Oh ha ha, a nationally-ranked star quarterback just fell into Gil’s lap because Valley Tech “didn’t feel right” or some such B.S. Panel-2 Gil can barely suppress his glee (that’s Gil glee – trust me on this). With True on board, he’ll be able to bluff his way through the entire season and still win a game or two; maybe even make the playdowns. Of course rivalries will tear his team apart and his betrayal will scar his young charges for life, but let’s keep our eye on the bigger picture here, shall we?

Dick Tracy, 8/30/14

In their vulnerable moments, even law-abiding citizens of peaceful countries can be overcome by dark paranoid fantasies in which armed officers chuckle as they blithely ignore law and principle in service to their wealthy masters. For more than 80 years, it has been the role of Dick Tracy and Little Orphan Annie to present this paranoid hellscape as a kind of utopia.
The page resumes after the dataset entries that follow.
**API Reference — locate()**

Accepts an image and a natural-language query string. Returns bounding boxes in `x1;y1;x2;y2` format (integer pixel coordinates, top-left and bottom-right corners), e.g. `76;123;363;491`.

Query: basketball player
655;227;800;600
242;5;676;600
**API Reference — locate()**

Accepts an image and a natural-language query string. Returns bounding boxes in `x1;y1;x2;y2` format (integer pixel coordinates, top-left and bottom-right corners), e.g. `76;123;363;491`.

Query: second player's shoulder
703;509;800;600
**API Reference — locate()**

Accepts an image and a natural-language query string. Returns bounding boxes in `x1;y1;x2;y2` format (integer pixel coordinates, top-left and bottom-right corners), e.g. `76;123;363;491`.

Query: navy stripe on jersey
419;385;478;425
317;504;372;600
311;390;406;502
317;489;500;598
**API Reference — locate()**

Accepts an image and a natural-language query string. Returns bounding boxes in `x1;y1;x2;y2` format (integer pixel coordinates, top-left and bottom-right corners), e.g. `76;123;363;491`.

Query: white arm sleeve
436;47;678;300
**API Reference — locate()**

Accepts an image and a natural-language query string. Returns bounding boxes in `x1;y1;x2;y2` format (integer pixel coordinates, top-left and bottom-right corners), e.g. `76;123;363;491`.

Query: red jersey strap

Citizens! Don’t let the face of Sam Catchem be the last face you see! Comply!

Apartment 3-G, 8/30/14

I bow to no one — not even the Comics Curmudgeon himself — in my devotion to Apartment 3-G, which I have been following since the Kennedy administration, and daily for the last eight years. But when I saw today’s strip, I realized I had absolutely no memory of this “Rick” (Tommie’s recently deceased fiancé was named Jim). That implies that Rick is unmemorable even by the standards of Apartment 3-G men — a sort of black hole of interest from which nothing can escape. A long grind through the archives yielded this image from the March 2012 “Tommie is going to be a singer or some damn thing” story, so yup:

Apartment 3-G, 3/9/12

The steady degeneration of Tommie’s boyfriends brings a chilling thought. What if all this didn’t begin in May, 1961, but further back — say, at the Dawn of Time? Imagine Tommie as not a woman but as Woman Herself: Eve, Helen of Troy, Mary Magdalene, Cleopatra, Wu Hou, Jeanne d’Arc, Nzinga Mbande, Pocahontas, Florence Nightingale, Colette, Lucille Ball, Eva Perón — all hanging around with the likes of Gary from IT, ol’ Doc Buckethead, and this “Rick” here. It’s disgusting.

Mary Worth, 8/30/14

Predictably, Dr. Drew has been secretly replaced by some kind of insane judgmental robot, condemning his fellow doctors as much for their humanity as for their errors. He seems quite certain about Kaphut’s fate, probably because he plans to carry it out himself.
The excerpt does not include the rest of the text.